I will try these. Unfortunately I have no control to use CDH or Horton or CentOS version (v7 seems to be supported: https://cwiki.apache.org/confluence/display/HAWQ/Build+and+Install) . In my tests I have not seen any issues with this configuration. My goal is to test HAWQ on the available Hadoop platform and compare it with Impala.

RunningJon commented 7 years ago

It won't be a valid test if you are using CDH but you should try to run all 99 of the real TPC-DS queries in Impala. It can't do it. They cherry pick and modify the queries to work in their database.

On Mon, Jan 9, 2017 at 8:42 AM, dimon777 notifications@github.com wrote:

Thank you,

I will try these. Unfortunately I have no control to use CDH or Horton or CentOS version (v7 seems to be supported: https://cwiki.apache.org/ confluence/display/HAWQ/Build+and+Install http://url) . In my tests I have not seen any issues with this configuration. My goal is to test HAWQ on the available Hadoop platform and compare it with Impala.

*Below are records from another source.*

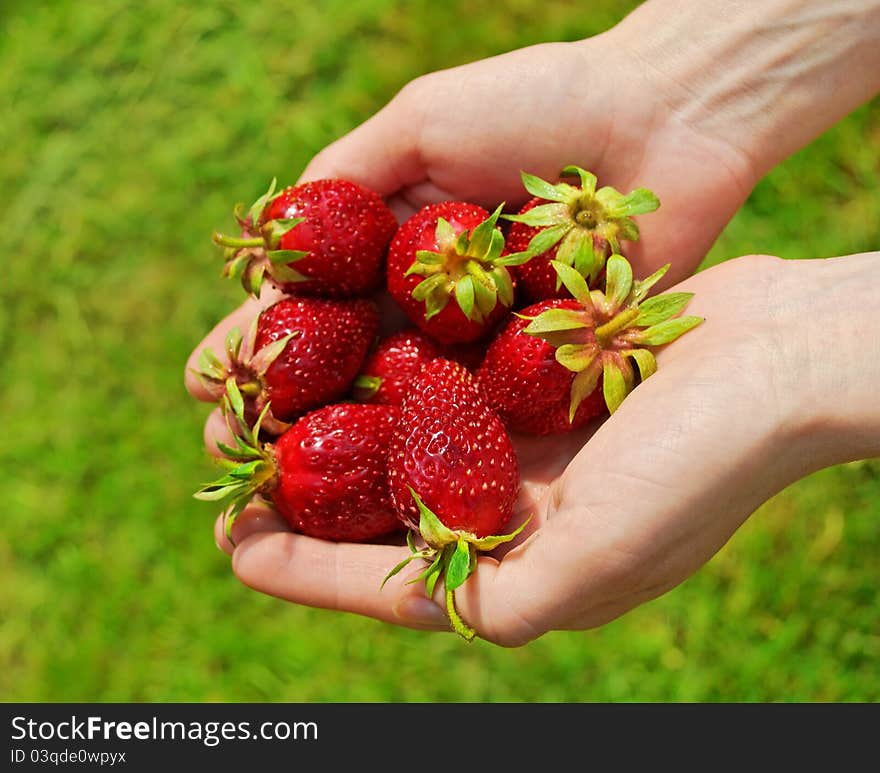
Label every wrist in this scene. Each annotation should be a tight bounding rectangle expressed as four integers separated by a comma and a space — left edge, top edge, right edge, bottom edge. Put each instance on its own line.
605, 0, 880, 181
771, 253, 880, 471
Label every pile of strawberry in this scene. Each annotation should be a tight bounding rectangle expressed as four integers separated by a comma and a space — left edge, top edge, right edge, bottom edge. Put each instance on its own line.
196, 167, 701, 639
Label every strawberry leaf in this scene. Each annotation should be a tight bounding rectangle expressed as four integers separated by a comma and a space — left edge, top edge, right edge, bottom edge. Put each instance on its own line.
520, 172, 577, 201
353, 373, 382, 400
248, 177, 278, 225
621, 349, 657, 381
568, 358, 602, 423
631, 263, 671, 303
468, 516, 532, 552
407, 486, 458, 549
502, 202, 569, 228
467, 203, 504, 259
523, 306, 589, 336
634, 317, 703, 346
633, 293, 694, 327
602, 360, 629, 413
527, 222, 574, 255
443, 539, 472, 592
608, 188, 660, 218
605, 255, 633, 311
544, 260, 592, 306
556, 344, 599, 373
561, 165, 596, 194
455, 275, 474, 319
434, 217, 457, 250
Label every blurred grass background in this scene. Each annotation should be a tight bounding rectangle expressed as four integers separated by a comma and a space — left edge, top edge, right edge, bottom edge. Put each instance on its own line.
0, 0, 880, 701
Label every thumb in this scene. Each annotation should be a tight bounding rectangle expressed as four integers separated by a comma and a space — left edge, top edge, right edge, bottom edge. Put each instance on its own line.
299, 84, 425, 197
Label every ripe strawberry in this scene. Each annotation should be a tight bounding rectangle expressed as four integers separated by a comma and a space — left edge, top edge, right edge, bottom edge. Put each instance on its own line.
386, 358, 522, 639
504, 166, 660, 304
354, 328, 441, 405
477, 255, 702, 434
477, 298, 605, 435
387, 201, 530, 344
195, 382, 401, 542
198, 298, 379, 434
214, 179, 397, 298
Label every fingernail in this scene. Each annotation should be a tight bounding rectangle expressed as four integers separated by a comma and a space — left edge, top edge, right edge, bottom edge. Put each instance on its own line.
394, 596, 449, 631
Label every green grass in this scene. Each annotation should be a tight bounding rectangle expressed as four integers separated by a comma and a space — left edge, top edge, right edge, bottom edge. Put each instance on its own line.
0, 0, 880, 701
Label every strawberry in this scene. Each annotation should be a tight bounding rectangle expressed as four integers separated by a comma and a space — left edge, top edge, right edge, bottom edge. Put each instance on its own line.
195, 380, 401, 542
387, 201, 530, 344
354, 328, 441, 405
214, 179, 397, 298
477, 255, 703, 434
386, 357, 524, 639
504, 166, 660, 304
198, 298, 379, 434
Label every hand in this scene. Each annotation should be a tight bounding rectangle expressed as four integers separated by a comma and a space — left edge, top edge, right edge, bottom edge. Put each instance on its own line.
201, 253, 880, 646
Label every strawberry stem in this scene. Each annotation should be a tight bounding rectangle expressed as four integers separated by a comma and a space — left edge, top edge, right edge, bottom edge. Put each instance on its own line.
446, 588, 477, 641
212, 233, 266, 248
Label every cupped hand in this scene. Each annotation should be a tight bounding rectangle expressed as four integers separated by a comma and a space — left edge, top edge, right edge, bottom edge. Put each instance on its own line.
192, 255, 880, 646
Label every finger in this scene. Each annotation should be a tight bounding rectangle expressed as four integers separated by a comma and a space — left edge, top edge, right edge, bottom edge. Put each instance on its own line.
299, 89, 425, 196
232, 532, 449, 630
184, 282, 283, 402
214, 499, 290, 556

— You are receiving this because you commented. Reply to this email directly, view it on GitHub https://github.com/pivotalguru/TPC-DS/issues/7#issuecomment-271300726, or mute the thread https://github.com/notifications/unsubscribe-auth/AFObRO2A3fVBySUjWhBNw6SsqUDPnBIbks5rQkc7gaJpZM4Ld2oP .

dimon777 commented 7 years ago

Yes, I am aware of Cloudera queries adjustment for Impala tpc-ds test. I also read Pivotal article on this. And I fully agree: the way Cloudera did this is unacceptable and misleading for those who rely on TPC-DS benchmark to make the judgment about the platform.

dimon777 commented 7 years ago

The issue was in my environment .bashrc didn't have GREENPLUM_PATH variable set. After adding this: export GREENPLUM_PATH=/usr/local/hawq/greenplum_path.sh and changing RANDOM_DISTRIBUTION flag to true in ./rollout.sh call test started working fine.